Bristol Palin and her Dancing with the Stars co-contestant, Jersey Shore’s the Situation, are in a new commercial promoting abstinence. I cannot tell you how happy it made me to type that sentence.
Bristol’s postpartum pro-abstinence stance is not new. Just last year she appeared on ABC’s Good Morning America saying, “Regardless of what I did personally, I just think that abstinence is the only … 100 percent foolproof way to prevent pregnancy.”
Bristol is correct, of course. I personally believe that all teens should be taught abstinence as an alternative to sex, just as I believe that all teens should be taught safe sex and the proper use of contraception.
However, I do not believe that Bristol is the best spokesperson.
Back in the 1990’s, it was popular to use young recovering addicts in drug abuse prevention programs to offer real-life cautionary tales to teens. On the surface, it seemed like a great idea: these speakers talked with authority, they could relate to their young audiences, and they were real.
It turns out that these programs had an effect opposite of what was intended.
Instead of a cautionary tale, many teens inferred from these speakers that they too could abuse drugs, recover, and become the center of attention.
These programs actually increased drug abuse.
Similarly, I am worried that too many teens will look at Bristol and see a young woman whose unplanned pregnancy as a teenager made her famous, landed her a spot on Dancing with the Stars, and afforded her the… opportunity… to hang out with the Situation.

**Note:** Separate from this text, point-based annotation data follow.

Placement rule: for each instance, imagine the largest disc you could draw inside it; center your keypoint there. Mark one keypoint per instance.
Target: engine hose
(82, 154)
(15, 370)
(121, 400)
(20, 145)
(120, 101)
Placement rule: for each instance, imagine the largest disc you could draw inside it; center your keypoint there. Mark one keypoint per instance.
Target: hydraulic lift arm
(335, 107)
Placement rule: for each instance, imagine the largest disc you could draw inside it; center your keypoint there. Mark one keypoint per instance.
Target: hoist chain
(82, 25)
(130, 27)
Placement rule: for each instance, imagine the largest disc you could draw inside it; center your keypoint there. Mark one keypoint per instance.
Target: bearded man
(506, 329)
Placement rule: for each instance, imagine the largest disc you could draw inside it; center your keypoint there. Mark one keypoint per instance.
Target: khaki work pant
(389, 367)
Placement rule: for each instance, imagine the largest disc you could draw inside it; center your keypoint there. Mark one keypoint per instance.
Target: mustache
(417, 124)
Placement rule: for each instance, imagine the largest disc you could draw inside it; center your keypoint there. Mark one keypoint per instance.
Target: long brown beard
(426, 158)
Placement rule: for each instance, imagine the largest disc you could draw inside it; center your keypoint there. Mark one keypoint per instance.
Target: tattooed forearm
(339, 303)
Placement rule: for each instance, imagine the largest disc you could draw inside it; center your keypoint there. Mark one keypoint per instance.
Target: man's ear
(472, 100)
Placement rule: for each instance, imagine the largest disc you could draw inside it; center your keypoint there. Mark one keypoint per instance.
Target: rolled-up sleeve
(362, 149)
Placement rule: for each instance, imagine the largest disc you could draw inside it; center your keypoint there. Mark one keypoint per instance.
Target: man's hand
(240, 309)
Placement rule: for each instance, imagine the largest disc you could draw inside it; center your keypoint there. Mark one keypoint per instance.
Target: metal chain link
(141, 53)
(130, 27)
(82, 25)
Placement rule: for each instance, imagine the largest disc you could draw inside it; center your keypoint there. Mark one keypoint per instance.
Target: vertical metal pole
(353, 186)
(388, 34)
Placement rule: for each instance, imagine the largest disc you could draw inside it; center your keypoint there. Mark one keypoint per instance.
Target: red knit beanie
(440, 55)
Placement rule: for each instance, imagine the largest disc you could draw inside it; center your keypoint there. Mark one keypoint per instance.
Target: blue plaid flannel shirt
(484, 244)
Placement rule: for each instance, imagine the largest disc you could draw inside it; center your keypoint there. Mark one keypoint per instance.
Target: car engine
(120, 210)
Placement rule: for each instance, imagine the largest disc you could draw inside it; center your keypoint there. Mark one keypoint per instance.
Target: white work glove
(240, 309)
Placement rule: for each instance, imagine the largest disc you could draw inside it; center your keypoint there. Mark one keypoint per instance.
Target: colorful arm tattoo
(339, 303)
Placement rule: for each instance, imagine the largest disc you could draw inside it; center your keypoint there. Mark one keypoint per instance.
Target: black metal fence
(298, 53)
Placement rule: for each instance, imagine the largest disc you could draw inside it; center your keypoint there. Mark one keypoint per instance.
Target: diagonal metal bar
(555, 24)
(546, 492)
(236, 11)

If you have a child who is entering adolescence, talk with him or her. Do not assume that he or she knows how you feel about premarital sex. Make it explicit. Make sure he or she understands the real consequences of teenage pregnancy – like poor educational outcomes for the baby and unhealthy and unhappy relationships for the parents – and make sure that you are your child’s role model, not Bristol.